Termination indicators are also used rather like a "close parenthesis" to indicate the end of an effect which has an indefinite scope. In the Nemeth code, for example, the first character of a superscripted expression is preceded by a superscript composition indicator. The superscripted expression is terminated by the (return to) baseline indicator; the same indicator is also used to terminate general subscripted expressions. (Note that, by convention, purely numerical simple subscripts, but not superscripts, don't require this pair of indicators. This convention makes it easier to transcribe chemical formulas.)

Contraction indicators. A contraction indicator or general contraction indicator is a special cell used as a signal to indicate that the following cell is shorthand for a particular word or part-word.

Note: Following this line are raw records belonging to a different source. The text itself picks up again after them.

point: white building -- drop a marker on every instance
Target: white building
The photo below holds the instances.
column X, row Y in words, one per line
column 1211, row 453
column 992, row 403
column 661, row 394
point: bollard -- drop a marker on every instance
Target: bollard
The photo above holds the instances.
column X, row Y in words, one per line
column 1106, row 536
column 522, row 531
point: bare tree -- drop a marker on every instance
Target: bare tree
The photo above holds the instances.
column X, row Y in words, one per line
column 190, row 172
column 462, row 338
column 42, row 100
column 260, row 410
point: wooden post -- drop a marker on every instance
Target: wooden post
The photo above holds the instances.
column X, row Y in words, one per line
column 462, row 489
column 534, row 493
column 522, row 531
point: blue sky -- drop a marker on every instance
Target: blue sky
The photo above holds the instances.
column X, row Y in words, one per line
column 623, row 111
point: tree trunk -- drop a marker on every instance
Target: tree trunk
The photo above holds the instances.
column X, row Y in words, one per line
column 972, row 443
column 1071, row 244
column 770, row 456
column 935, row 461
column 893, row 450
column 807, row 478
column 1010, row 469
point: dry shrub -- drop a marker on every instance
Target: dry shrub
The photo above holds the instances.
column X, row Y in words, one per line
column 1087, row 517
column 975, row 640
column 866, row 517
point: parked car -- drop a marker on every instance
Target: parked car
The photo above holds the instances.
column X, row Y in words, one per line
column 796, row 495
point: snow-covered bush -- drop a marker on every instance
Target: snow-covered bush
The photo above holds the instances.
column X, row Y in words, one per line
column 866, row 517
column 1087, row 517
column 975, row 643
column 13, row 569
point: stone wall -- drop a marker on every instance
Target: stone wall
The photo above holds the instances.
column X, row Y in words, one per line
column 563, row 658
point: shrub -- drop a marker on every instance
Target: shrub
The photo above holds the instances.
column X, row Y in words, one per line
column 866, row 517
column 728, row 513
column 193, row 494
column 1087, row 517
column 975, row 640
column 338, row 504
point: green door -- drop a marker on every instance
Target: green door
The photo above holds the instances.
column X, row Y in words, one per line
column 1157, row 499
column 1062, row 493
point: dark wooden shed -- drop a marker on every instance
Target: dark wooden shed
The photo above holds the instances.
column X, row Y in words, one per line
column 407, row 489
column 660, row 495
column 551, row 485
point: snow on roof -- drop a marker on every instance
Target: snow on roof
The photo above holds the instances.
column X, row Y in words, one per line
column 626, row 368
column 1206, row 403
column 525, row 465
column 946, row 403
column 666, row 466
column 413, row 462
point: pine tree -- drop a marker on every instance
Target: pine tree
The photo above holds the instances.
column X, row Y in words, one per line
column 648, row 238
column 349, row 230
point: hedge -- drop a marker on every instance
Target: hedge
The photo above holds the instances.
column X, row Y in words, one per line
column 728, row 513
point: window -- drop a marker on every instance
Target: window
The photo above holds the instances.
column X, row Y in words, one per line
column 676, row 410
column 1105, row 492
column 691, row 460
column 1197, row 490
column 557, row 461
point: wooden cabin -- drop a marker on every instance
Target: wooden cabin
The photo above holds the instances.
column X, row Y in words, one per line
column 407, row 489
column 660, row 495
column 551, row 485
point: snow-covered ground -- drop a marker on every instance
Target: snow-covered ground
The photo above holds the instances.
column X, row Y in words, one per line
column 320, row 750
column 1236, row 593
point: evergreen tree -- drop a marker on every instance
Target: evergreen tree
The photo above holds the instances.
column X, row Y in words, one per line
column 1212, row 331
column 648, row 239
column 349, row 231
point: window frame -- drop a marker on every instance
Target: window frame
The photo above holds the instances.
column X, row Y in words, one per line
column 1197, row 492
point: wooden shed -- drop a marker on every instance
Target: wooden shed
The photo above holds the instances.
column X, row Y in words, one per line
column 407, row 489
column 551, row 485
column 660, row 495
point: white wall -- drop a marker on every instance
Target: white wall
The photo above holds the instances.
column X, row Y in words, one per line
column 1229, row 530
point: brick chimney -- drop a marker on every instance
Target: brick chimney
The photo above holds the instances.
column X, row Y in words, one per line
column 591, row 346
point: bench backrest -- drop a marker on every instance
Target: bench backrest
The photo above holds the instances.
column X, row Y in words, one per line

What is an initial-letter contraction indicator? The three indicators with dot pattern 5 or NUMBRL code 02, dot pattern 4-5 or NUMBRL code 03, and dot pattern 4-5-6 or NUMBRL code 07 when used to precede a single-letter indicate that the letter is shorthand for a common letter sequence that starts with that letter. Initial-letter contractions can be used as either full words or part-words.

What is a final-letter contraction indicator? The three indicators with dot pattern 4-6 or NUMBRL code 05, dot pattern 5-6 or NUMBRL code 06, and dot pattern 6 or NUMBRL code 04 when used to precede a single-letter indicate that the letter is shorthand for a part-word letter sequence that ends with that letter.

This page was last modified January 10, 2002.